Aturan Lebih Khusus yang Digunakan?
Bahwa benar pada dasarnya orang yang berpura-pura sebagai
advokat tersebut memenuhi unsur-unsur pidana yang disebutkan di atas
berdasarkan KUHP.
Perihal sanksi untuk orang yang bertindak seolah-olah
sebagai advokat, tetapi bukan advokat, diatur di Pasal 31 UU
18/2003 sebagai berikut:
Setiap orang yang dengan sengaja menjalankan pekerjaan
profesi Advokat dan bertindak seolah-olah sebagai Advokat, tetapi bukan Advokat
sebagaimana diatur dalam Undang-Undang ini, dipidana dengan pidana penjara
paling lama 5 tahun dan denda paling banyak Rp 50 juta.

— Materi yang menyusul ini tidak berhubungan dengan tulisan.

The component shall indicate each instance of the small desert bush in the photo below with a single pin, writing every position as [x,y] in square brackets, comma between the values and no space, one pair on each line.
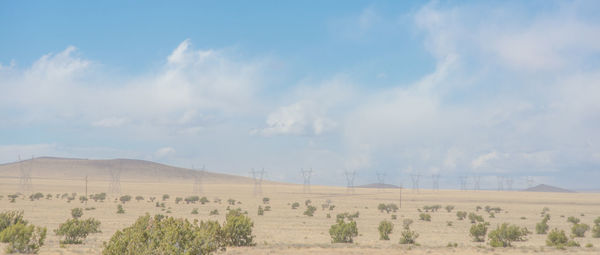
[310,210]
[505,234]
[295,205]
[385,229]
[573,220]
[75,230]
[478,231]
[475,218]
[120,209]
[124,199]
[166,235]
[23,238]
[461,215]
[408,236]
[558,238]
[76,213]
[578,230]
[343,232]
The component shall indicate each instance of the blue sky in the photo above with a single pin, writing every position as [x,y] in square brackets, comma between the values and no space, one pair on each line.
[456,88]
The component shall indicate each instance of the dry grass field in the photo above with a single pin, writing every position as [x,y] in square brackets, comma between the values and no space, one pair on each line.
[286,231]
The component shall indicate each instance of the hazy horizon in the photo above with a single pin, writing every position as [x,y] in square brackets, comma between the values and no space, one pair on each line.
[444,87]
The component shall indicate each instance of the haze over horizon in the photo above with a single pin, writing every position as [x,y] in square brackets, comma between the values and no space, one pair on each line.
[443,87]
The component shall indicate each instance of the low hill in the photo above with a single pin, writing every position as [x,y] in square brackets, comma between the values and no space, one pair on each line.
[130,170]
[378,186]
[548,188]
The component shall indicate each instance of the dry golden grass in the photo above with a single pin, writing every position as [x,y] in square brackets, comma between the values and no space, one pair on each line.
[287,231]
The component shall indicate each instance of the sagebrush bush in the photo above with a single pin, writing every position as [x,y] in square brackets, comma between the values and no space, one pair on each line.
[541,228]
[238,229]
[166,235]
[558,238]
[76,213]
[124,199]
[343,232]
[478,231]
[578,230]
[23,238]
[425,217]
[408,236]
[75,230]
[385,229]
[475,218]
[310,210]
[505,234]
[573,220]
[461,215]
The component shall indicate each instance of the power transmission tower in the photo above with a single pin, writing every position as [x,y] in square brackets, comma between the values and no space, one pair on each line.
[415,180]
[463,182]
[380,180]
[476,181]
[509,182]
[306,174]
[115,179]
[198,175]
[435,179]
[25,178]
[258,177]
[529,181]
[350,181]
[500,180]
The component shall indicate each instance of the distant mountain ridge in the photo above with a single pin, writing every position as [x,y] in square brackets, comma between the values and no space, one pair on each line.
[548,188]
[130,170]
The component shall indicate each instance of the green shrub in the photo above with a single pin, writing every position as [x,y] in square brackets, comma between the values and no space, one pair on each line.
[385,229]
[541,228]
[76,213]
[505,234]
[343,232]
[408,236]
[23,238]
[475,218]
[478,231]
[120,209]
[10,218]
[425,217]
[295,205]
[75,230]
[310,210]
[166,235]
[406,223]
[558,238]
[204,200]
[238,229]
[124,199]
[192,199]
[260,211]
[573,220]
[578,230]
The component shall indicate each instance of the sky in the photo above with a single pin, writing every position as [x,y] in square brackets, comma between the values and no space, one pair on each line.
[405,88]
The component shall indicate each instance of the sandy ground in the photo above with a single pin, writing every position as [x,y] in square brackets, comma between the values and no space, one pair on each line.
[287,231]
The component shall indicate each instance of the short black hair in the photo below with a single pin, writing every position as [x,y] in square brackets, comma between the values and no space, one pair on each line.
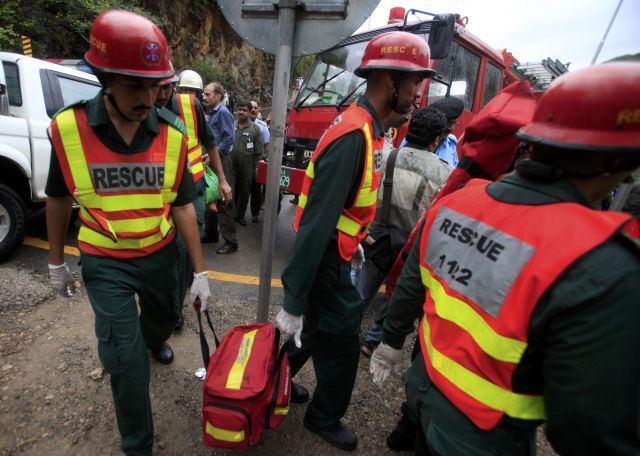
[243,104]
[452,107]
[425,126]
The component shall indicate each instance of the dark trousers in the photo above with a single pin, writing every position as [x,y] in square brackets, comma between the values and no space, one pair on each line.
[226,210]
[243,170]
[330,339]
[124,337]
[256,197]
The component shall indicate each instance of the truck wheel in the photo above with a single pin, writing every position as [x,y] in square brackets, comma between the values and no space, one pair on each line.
[13,221]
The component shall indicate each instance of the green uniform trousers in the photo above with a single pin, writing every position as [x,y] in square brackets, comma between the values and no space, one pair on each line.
[243,170]
[185,270]
[124,336]
[444,430]
[330,338]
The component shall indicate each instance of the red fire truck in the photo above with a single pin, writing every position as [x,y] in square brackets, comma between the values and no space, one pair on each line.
[466,68]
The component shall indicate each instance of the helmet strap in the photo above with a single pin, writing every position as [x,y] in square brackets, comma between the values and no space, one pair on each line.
[397,79]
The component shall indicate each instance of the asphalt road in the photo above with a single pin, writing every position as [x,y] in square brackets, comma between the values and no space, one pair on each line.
[229,274]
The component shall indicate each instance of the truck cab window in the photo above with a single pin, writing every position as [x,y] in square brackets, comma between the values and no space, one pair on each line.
[13,83]
[73,90]
[461,68]
[491,83]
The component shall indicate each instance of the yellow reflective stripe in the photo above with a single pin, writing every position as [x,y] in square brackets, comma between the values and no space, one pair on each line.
[234,380]
[224,434]
[171,163]
[311,171]
[189,120]
[348,226]
[515,405]
[122,202]
[138,225]
[70,137]
[366,197]
[457,311]
[94,238]
[197,168]
[302,200]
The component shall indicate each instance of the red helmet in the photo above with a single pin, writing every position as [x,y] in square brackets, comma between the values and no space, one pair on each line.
[397,51]
[122,42]
[173,79]
[596,108]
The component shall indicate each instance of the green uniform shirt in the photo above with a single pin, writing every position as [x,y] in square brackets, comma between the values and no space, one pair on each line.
[338,173]
[584,339]
[205,135]
[248,140]
[98,119]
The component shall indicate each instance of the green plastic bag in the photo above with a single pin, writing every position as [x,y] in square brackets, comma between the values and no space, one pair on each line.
[212,192]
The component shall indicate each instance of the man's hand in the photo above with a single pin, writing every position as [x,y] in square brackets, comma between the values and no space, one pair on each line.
[225,190]
[200,289]
[62,280]
[290,326]
[357,260]
[384,360]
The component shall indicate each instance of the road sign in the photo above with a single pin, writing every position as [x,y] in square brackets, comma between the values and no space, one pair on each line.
[320,24]
[286,28]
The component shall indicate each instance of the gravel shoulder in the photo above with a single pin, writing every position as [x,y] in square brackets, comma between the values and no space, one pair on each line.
[55,400]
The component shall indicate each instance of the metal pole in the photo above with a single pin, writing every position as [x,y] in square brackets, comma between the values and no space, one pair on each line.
[286,20]
[604,38]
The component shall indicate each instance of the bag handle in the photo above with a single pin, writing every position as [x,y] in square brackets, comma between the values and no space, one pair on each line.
[204,346]
[388,185]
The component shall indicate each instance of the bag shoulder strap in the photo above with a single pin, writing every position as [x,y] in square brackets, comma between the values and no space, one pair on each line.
[204,346]
[388,186]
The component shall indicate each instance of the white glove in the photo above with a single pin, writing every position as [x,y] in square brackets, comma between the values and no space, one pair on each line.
[357,260]
[384,360]
[290,326]
[62,280]
[200,289]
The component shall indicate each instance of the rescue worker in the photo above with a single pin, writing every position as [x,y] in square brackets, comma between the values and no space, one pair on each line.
[530,294]
[190,82]
[188,108]
[248,149]
[337,203]
[125,164]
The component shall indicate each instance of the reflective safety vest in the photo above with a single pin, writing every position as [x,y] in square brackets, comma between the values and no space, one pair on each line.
[188,116]
[354,221]
[485,264]
[125,199]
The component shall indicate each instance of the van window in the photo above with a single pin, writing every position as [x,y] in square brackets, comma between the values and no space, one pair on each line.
[74,90]
[13,83]
[461,68]
[491,83]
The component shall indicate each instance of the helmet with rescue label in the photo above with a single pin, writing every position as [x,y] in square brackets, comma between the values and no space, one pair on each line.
[396,51]
[189,79]
[592,109]
[126,43]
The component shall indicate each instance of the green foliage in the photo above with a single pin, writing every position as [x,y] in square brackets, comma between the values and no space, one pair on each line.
[212,71]
[626,58]
[57,28]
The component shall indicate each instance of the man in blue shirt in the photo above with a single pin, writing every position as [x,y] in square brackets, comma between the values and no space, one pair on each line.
[256,188]
[452,108]
[221,122]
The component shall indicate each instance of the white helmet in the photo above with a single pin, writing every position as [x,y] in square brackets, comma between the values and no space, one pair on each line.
[190,79]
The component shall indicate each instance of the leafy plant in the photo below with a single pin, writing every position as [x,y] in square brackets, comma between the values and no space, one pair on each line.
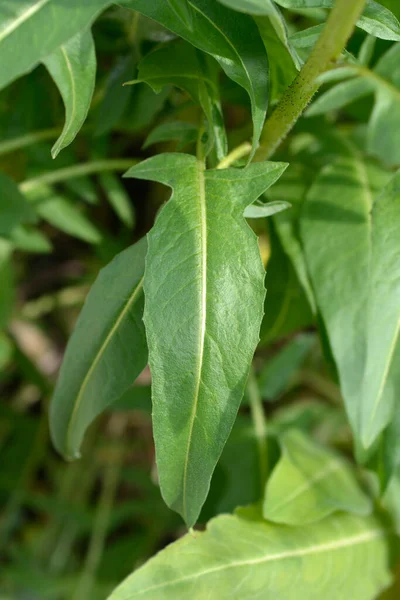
[248,314]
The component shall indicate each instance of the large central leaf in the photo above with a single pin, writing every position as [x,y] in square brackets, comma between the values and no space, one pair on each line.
[249,559]
[204,289]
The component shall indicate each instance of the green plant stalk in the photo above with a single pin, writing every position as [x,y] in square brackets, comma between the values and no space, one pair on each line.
[260,426]
[338,28]
[66,173]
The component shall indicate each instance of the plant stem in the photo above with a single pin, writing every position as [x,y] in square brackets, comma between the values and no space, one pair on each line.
[338,28]
[77,171]
[236,154]
[28,139]
[260,426]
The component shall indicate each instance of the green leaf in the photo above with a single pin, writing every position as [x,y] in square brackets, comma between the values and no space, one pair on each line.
[57,22]
[106,352]
[342,248]
[116,96]
[276,375]
[260,210]
[340,95]
[204,288]
[14,209]
[309,483]
[182,132]
[184,11]
[180,64]
[381,379]
[375,19]
[286,308]
[235,43]
[7,293]
[248,558]
[73,69]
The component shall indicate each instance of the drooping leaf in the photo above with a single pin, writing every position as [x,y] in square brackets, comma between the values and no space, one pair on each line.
[260,210]
[106,352]
[22,47]
[243,556]
[286,307]
[182,132]
[277,373]
[204,298]
[375,19]
[309,483]
[235,43]
[14,209]
[180,64]
[73,69]
[341,255]
[381,380]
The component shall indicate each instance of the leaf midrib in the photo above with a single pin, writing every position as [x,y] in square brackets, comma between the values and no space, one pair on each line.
[367,536]
[98,356]
[22,18]
[203,314]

Secara Pengertian kata advokat,
identik dengan keanggotaan seseorang pada suatu Organisasi
Advokat, telah disumpah oleh pengadilan tinggi (SKPT) ataupun Menteri Kehakiman
(SK Menkeh), dan memegang Kartu Tanda Pengenal (Izin Praktek) Advokat.

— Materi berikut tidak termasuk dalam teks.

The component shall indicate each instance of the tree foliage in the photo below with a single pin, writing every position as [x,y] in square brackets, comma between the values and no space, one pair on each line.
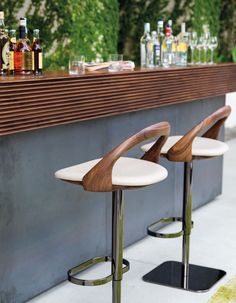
[228,30]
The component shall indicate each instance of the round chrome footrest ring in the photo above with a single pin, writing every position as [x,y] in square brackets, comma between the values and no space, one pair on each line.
[151,229]
[77,269]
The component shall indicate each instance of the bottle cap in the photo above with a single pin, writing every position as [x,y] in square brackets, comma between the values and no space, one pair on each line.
[146,27]
[23,22]
[154,33]
[170,23]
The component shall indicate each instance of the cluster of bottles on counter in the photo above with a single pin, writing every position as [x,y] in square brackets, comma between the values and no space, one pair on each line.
[159,49]
[19,57]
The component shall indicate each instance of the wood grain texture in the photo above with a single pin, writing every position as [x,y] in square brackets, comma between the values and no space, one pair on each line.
[28,103]
[182,150]
[99,178]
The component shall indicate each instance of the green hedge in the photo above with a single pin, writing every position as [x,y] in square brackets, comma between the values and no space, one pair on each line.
[70,27]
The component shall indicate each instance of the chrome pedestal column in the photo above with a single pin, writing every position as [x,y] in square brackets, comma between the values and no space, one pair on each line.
[182,274]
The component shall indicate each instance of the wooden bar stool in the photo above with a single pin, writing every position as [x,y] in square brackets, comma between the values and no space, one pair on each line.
[186,149]
[115,174]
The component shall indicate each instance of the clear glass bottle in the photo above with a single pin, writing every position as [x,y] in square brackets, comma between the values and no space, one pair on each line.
[23,52]
[143,45]
[182,47]
[12,48]
[160,38]
[167,55]
[4,46]
[37,54]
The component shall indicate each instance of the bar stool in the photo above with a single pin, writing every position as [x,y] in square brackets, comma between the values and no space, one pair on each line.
[186,149]
[115,174]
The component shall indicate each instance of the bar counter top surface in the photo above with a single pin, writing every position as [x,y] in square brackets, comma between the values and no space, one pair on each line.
[55,98]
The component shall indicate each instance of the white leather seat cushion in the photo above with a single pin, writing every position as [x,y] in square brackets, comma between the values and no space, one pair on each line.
[204,147]
[126,172]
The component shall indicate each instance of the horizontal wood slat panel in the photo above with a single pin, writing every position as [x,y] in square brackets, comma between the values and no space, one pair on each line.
[55,98]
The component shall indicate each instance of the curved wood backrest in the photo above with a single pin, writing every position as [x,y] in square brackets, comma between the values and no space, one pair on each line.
[182,150]
[99,178]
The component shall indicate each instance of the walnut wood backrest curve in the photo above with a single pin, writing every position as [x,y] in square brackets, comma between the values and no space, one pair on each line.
[99,178]
[182,150]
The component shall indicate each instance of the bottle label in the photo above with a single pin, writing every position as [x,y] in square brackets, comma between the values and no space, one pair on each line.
[5,55]
[40,60]
[11,60]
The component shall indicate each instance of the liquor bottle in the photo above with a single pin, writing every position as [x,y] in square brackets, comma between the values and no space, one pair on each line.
[12,48]
[182,47]
[160,38]
[23,52]
[143,44]
[156,50]
[150,50]
[167,60]
[4,46]
[37,54]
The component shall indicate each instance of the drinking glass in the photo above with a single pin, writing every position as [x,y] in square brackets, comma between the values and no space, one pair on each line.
[205,44]
[115,62]
[212,46]
[76,65]
[193,40]
[199,48]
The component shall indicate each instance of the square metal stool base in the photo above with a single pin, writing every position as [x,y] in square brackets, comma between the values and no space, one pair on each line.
[170,273]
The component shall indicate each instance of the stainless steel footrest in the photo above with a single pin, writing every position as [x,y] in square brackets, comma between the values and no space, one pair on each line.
[77,269]
[152,229]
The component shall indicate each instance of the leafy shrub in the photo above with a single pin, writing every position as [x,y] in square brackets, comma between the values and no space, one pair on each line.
[69,27]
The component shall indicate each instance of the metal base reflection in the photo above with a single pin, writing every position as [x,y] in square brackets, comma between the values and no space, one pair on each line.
[171,273]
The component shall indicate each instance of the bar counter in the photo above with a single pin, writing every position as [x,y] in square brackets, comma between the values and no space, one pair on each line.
[56,120]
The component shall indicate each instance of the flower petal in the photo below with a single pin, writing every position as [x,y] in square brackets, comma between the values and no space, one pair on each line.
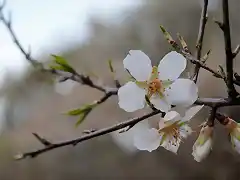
[191,112]
[169,118]
[138,64]
[171,144]
[147,140]
[131,97]
[172,115]
[182,92]
[236,144]
[185,130]
[171,66]
[200,152]
[160,103]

Dengan demikian apabila orang
yang menyatakan dirinya seorang advokat akan tetapi tidak bisa
membuktikan keanggotaannya pada suatu Organisasi Advokat melalui Kartu Tanda
Pengenal Advokat, tidak terdaftar dalam database keanggotaan organisasi advokat
tersebut, tidak dapat menunjukan SK pengangkatan dari salah satu Organisasi
Advokat, Pengadilan Tinggi atau Kementrian Kehakiman (Sekarang Kementrian Hukum
dan HAM). Maka Unsur memakai Martabat palsu dalam Pasal 378 KUHP
telah terpenuhi.
S.R. Sianturi dalam penjelasannya
terkait Pasal 378 KUHP, dalam bukunya yang berjudul Tindak Pidana di KUHP
Berikut Uraiannya (hal. 634) menjelaskan bahwa “yang dikatakan memakai
keadaan (martabat) palsu yaitu apabila si petindak itu bersikap seakan-akan
padanya ada suatu kekuasaan, kewenangan, martabat, status, atau jabatan yang
sebenarnya tidak dimilikinya, atau mengenakan pakaian seragam tertentu, tanda
pengenal tertentu yang dengan mengenakan hal itu, orang lain akan mengira bahwa
ia mempunyai suatu kedudukan/pangkat tertentu yang mempunyai suatu kekuasaan
atau kewenangan, dan lain sebagainya.”
Kemudian selain pasal
378 KUHP tentang Penipuan tersebut tidak menutup
kemungkinan seorang advokat gadungan juga dikenakan Pasal 263 KUHP
tentang Surat Palsu apabila ada surat-surat atau dokumen yang
dipalsukan yang digunakan contoh Kartu Advokat Palsu, Serifikat Pendidikan
Advokat Palsu, Ijazah Palsu atau Berita Acara Sumpah Palsu.
Pasal 263 KUHP berbunyi:
(1) Barang siapa membuat surat palsu atau
memalsukan surat, yang dapat menerbitkan sesuatu hak, sesuatu perjanjian
(kewajiban) atau sesuatu pembebasan utang, atau yang boleh dipergunakan sebagai
keterangan bagi sesuatu perbuatan, dengan maksud akan menggunakan atau menyuruh
orang lain menggunakan surat-surat itu seolah-olah surat itu asli dan tidak
dipalsukan, maka kalau mempergunakannya dapat mendatangkan sesuatu kerugian
dihukum karena pemalsuan surat, dengan hukuman penjara selama-lamanya enam
tahun.
(2) Diancam dengan pidana yang sama, barang
siapa dengan sengaja memakai surat palsu atau yang dipalsukan seolah-olah
sejati, jika pemakaian surat itu dapat menimbulkan kerugian.
Jadi terhadap orang yang
mengaku-ngaku advokat padahal bukan itu sangat mungkin dipidana dengan menerapkan pasal
penipuan atau surat palsu sepanjang perbuatannya memenuhi unsur-unsur kedua
pasal dalam KUHP tersebut.
Hal ini pada prinsipnya sama
ketika ada orang yang mengaku-ngaku sebagai Polisi, Dokter atau profesi lainya
padahal bukan dengan tujuan untuk menguntungkan diri sendiri atau orang lain.
Nara Sumber Tulisan : Arif Rahman Hakim SH. MH , melalui keterangannya kepada Tim Redaksi ARH Media.